James Victor “Vic” May, a 19-year-old sophomore theater major, allegedly presented an Indianola police sergeant with a previous, but authentic, version of Oldorf’s Colorado driver’s license.

Oldorf, a Simpson graduate with a degree in criminal justice, later applied for a job with a police department in Colorado. According to Oldorf, a routine background check in late December revealed the misdemeanor public intoxication charge.

Oldorf called the Indianola Police Department to notify them that someone claiming to be him had used his identification. Oldorf offered to check with friends at the Sigma Alpha Epsilon house, where Oldorf was a resident, to find out who had used his identification.

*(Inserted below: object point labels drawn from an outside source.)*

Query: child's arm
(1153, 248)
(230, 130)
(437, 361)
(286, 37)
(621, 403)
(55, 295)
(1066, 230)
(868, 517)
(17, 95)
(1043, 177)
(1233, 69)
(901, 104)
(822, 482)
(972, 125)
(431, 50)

On Jan. 20, May was charged with felony identity theft. He now faces up to five years in prison and $7,500 fine.

“It’s quite a tough life lesson,” said May. “I never dreamed that I would get myself into trouble. Don’t use fake IDs-they are more trouble than they’re worth.”

May would not say how he had come into possession of Oldorf’s identification.

Oldorf, who still resides in Colorado, was not hired for the police job. Oldorf said that while there were some other minor things, the public intoxication charge and the use of his identification by May “definitely played a part” in the decision not to hire him.

“It has caused me a lot of problems,” said Oldorf. “It’s a violation of my rights and trust.”

Oldorf said he did not know how May got his identification. According to the Indianola Police report, Oldorf said he had lost his old drivers license while at Simpson.

Duke said he suspects some Simpson students of keeping old drivers licenses on hand in a drawer. “Then if you need an ID you just go into the drawer and pull one out,” said Duke.

Both May and Oldorf said that they didn’t know anything about the practice of keeping and using old identification cards.

According to Duke, the problem wasn’t identified earlier because public intoxication is a misdemeanor charge and fingerprints are not sent in for comparison with state records. Photographs on identifications aren’t reliable, said Duke, because people change a lot between the time they graduate from high school and when they are in college.

Duke said that in his 21 years with the police force he’s never heard of a case like May’s.

“Don’t let anyone use your identification because it could end up costing you your job,” said Duke. “Mr. May could have kept right on walking instead of paying his fine and Mr. Oldorf could have a warrant out for his arrest right now.”

May entered a plea of not guilty to the identity theft charge on Monday Feb. 17 at his arraignment hearing. A pre-trial conference has been scheduled for March 17 and a tentative court date on April 9, according to Assistant Warren County Attorney Patty Notch.

Oldorf said that he feels bad that May has to go through this experience, but “this has gone a little far-there is definitely a line, and he’s crossed it.”